Seymour machte eine Handbewegung, als würde er einen Stapel Papiere vom Tisch wischen. »Das ist egal. Wir finden schon eine Aufgabe, die Ihnen zusagt. Glauben Sie mir, niemand wird Fragen stellen.«

Albert schluckte. Würde Pattys Vater erfahren, dass die beiden bereits ihre Hochzeit planten, würde aus dem Angebot ein Ultimatum werden.
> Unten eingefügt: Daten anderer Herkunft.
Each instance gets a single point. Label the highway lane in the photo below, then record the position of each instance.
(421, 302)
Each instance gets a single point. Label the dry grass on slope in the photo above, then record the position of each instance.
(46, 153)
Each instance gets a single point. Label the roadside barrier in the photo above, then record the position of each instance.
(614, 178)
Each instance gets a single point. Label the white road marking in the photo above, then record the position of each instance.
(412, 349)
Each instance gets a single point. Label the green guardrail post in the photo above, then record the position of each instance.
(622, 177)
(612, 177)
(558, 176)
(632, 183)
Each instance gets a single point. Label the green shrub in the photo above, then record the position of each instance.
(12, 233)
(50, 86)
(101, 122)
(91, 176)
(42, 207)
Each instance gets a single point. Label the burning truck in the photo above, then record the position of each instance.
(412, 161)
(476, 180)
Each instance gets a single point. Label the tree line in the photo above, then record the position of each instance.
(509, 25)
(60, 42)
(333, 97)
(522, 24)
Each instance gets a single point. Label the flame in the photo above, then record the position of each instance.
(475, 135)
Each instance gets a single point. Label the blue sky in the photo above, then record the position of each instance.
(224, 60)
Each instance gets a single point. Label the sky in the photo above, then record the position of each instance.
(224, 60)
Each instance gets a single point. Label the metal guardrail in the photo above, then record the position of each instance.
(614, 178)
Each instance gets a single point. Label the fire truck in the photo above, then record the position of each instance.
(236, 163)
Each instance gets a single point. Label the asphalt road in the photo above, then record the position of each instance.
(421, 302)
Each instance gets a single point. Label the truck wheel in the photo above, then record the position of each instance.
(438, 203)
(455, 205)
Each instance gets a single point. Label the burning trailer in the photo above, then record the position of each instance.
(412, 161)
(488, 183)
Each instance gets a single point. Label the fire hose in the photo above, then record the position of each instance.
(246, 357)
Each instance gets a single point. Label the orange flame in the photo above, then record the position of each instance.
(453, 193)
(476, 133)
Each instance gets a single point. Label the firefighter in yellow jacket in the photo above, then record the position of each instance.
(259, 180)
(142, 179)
Entweder würde er Patty oder die Zauberei aufgeben müssen. »Das klingt wirklich interessant«, log er. Nichts ängstigte ihn mehr als die Vorstellung, den ganzen Tag in einem Büro eingesperrt zu sein. Statt mit Bällen würde er mit Zahlen jonglieren und kleinen Anlegern das Geld aus den Taschen zaubern. Die Parallelen waren durchaus vorhanden. Viele verstanden gar nicht, was für Kreditverträge oder Anlagemöglichkeiten ihnen da vorgelegt wurden. Sie lasen weder das Kleingedruckte, noch zogen sie einen Experten zu Rate. Sie vertrauten den Worten ihres Beraters, und wenn das Geld dann weg war oder die Zinsen sie plötzlich erdrückten, dann konnte das niemand erklären. Mit einem Fingerschnippen war alles von den Konten der Anleger verschwunden und in den Tresoren der Bank, wie von Zauberhand. Nie im Leben würde er so einen Job annehmen. »Danke, ich spreche mit Patty darüber.«

Seymour nippte an seinem Glas. »Wie habt ihr euch eigentlich kennengelernt?«

Albert verdrehte innerlich die Augen. Er war zweimal dabei gewesen, als Patty ihrem Vater die Geschichte erzählt hatte.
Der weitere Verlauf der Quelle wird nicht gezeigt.